Crescimento do país exige legislação trabalhista moderna, defende dirigente


A valorização dos trabalhadores tem de estar no centro da agenda do Brasil, que caminha para se tornar um dos países mais influentes do mundo, afirmou nesta quinta (11) o presidente do Sindicato dos Metalúrgicos do ABC, Sérgio Nobre. “O Brasil será a quinta economia e precisa modernizar suas relações de trabalho", para quem o país não deve "ser como a China", que cresce sem levar em conta melhorar as condições da população ocupada, acrescentou Nobre, participou de congresso nacional sobre o Direito do Trabalho, na capital paulista.


Durante o debate do tema Centrais Sindicais e os Rumos do Sindicalismo Brasileiro, o dirigente chamou atenção para as comissões de fábrica como o futuro do sindicalismo. Os metalúrgicos do ABC preparam um projeto de lei, a ser discutido no Congresso, sobre representação no local de trabalho, como forma de aprimorar a negociação coletiva, na formulação de acordos coletivos e na solução de conflitos – a categoria tem como referência os comitês sindicais de empresa (CSEs) atuantes em 85% da base do sindicato. Nobre lembrou dos 30 anos da primeira comissão fábrica da base, conquistada na Ford.

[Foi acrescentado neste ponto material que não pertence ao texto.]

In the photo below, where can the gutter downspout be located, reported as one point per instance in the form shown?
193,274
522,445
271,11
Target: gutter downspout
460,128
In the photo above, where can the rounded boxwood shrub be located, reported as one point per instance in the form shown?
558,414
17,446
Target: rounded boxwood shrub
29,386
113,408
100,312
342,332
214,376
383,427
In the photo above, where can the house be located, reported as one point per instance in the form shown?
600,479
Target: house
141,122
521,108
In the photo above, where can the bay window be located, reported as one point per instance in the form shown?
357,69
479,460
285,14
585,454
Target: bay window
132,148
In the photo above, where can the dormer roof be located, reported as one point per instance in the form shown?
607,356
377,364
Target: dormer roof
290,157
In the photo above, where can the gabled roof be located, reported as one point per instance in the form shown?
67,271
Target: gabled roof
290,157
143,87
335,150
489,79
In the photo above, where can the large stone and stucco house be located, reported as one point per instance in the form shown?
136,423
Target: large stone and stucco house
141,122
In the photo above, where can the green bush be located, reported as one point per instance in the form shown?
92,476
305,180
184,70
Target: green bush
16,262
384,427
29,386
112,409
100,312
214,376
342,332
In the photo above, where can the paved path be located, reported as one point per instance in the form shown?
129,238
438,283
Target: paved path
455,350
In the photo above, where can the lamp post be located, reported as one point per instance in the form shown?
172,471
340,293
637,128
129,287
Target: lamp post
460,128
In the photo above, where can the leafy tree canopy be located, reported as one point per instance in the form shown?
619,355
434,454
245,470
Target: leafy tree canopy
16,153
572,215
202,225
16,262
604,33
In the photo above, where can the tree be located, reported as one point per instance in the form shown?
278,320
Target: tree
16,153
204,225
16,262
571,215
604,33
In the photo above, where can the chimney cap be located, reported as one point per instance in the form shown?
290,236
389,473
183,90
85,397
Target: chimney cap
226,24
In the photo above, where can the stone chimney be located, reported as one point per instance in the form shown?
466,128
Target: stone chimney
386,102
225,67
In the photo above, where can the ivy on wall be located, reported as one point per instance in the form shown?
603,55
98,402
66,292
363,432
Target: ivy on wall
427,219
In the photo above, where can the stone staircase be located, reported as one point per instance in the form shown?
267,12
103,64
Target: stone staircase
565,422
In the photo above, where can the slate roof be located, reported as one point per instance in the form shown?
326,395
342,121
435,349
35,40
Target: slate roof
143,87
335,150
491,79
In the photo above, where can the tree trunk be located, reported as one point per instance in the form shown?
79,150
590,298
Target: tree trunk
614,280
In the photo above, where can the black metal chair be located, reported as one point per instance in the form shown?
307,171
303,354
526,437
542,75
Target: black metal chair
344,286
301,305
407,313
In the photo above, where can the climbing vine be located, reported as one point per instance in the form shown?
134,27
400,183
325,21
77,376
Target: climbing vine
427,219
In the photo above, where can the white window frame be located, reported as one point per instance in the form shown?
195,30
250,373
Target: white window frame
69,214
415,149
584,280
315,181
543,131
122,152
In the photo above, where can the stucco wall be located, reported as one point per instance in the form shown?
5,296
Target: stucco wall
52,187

O professor emérito da Universidade de São Paulo (USP) Amauri Mascaro Nascimento criticou, durante o evento, o ministro do Trabalho, Carlos Lupi, e parte do movimento sindical. “Existem alguns sindicatos, uma minoria inescrupulosa, comandados por pessoas que não veem nada pela frente a não ser o dinheiro no bolso”, afirmou. Nascimento chamou o ministro de “muito fraquinho”, porque com R$ 40 mil seria possível criar um sindicato no país. O especialista se referiu a uma reportagem da revista IstoÉ.
Segundo a revista, o Ministério do Trabalho e Emprego tem facilitado a criação de entidades sindicais sem nenhuma representatividade, com o objetivo de se beneficiar, entre outras coisas, da receita do imposto sindical compulsório. “Por que tem tanto sindicato? É igual a Serra Pelada. A contribuição sindical é o ouro de alguns sindicalistas”, criticou o professor.

Fim do imposto sindical

Nobre observou que o Sindicato dos Metalúrgicos do ABC é contra o imposto sindical e apoia iniciativas legislativas para acabar com a contribuição, lembrando que medidas judiciais movidas contra a cobrança da contribuição sindical não tiveram êxito.

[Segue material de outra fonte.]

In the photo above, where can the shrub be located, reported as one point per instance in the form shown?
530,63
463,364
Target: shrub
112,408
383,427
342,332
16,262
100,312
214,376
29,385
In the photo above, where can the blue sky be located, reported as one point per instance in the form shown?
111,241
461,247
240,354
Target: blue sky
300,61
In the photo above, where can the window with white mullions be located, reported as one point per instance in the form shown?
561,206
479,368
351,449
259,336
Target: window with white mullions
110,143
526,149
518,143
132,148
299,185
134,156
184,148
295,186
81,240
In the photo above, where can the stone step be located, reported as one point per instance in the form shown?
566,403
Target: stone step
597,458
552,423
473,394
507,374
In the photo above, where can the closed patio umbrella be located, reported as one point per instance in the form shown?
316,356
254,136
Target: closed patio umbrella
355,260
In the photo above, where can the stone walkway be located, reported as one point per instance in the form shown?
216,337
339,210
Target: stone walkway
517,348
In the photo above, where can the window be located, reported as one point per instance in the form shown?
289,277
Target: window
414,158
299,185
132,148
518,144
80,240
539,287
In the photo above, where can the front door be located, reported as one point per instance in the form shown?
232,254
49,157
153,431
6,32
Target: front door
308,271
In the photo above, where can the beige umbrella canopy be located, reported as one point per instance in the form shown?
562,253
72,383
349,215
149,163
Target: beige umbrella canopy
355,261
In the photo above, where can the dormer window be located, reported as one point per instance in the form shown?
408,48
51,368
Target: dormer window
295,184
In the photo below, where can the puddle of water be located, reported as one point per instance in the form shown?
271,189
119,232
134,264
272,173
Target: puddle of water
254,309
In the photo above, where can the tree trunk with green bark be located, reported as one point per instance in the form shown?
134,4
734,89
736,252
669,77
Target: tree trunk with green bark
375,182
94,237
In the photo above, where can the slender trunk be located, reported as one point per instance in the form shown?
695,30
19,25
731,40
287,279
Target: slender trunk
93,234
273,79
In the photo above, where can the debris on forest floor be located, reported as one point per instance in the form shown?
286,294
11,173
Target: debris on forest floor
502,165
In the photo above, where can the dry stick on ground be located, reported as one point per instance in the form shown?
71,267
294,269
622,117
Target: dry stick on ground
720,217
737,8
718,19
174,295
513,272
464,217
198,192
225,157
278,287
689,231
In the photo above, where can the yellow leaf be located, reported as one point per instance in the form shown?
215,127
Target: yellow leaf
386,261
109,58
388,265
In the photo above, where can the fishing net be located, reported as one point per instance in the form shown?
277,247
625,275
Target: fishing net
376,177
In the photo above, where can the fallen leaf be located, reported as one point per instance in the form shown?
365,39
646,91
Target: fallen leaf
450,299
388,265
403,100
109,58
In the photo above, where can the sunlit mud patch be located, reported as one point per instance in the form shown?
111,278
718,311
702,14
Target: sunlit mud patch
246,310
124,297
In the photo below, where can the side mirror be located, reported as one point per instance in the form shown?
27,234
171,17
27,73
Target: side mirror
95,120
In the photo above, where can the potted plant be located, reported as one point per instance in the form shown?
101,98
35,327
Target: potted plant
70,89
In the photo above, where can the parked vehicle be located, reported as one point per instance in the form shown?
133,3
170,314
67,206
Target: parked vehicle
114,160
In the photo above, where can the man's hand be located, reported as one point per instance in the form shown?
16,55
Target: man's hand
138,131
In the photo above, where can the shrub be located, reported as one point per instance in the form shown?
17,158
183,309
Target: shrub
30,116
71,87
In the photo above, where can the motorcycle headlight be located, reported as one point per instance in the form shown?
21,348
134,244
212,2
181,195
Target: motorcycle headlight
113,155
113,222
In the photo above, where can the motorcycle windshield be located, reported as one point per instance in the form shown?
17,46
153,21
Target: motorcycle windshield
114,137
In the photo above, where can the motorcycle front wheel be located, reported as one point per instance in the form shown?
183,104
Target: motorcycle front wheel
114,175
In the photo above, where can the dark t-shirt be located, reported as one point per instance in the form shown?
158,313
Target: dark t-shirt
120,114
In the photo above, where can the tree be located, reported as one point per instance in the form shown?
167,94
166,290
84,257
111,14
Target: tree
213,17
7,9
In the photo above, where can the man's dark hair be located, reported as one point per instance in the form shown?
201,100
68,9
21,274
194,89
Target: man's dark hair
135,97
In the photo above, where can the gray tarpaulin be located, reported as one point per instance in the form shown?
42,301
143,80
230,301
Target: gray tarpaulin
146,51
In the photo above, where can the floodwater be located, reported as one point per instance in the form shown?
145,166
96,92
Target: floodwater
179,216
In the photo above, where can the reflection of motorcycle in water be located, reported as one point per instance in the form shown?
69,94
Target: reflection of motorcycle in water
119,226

Em contraponto à minoria de sindicatos de fachada citados por Nascimento citou, o dirigente metalúrgico lembrou dos sindicatos sérios e comprometidos com os trabalhadores. “É verdade que ainda há trabalho escravo no país e é verdade que ainda tem sindicalista que vende a mãe, mas é importante destacar que tem muitos sindicatos sérios brigando para mudar isso.”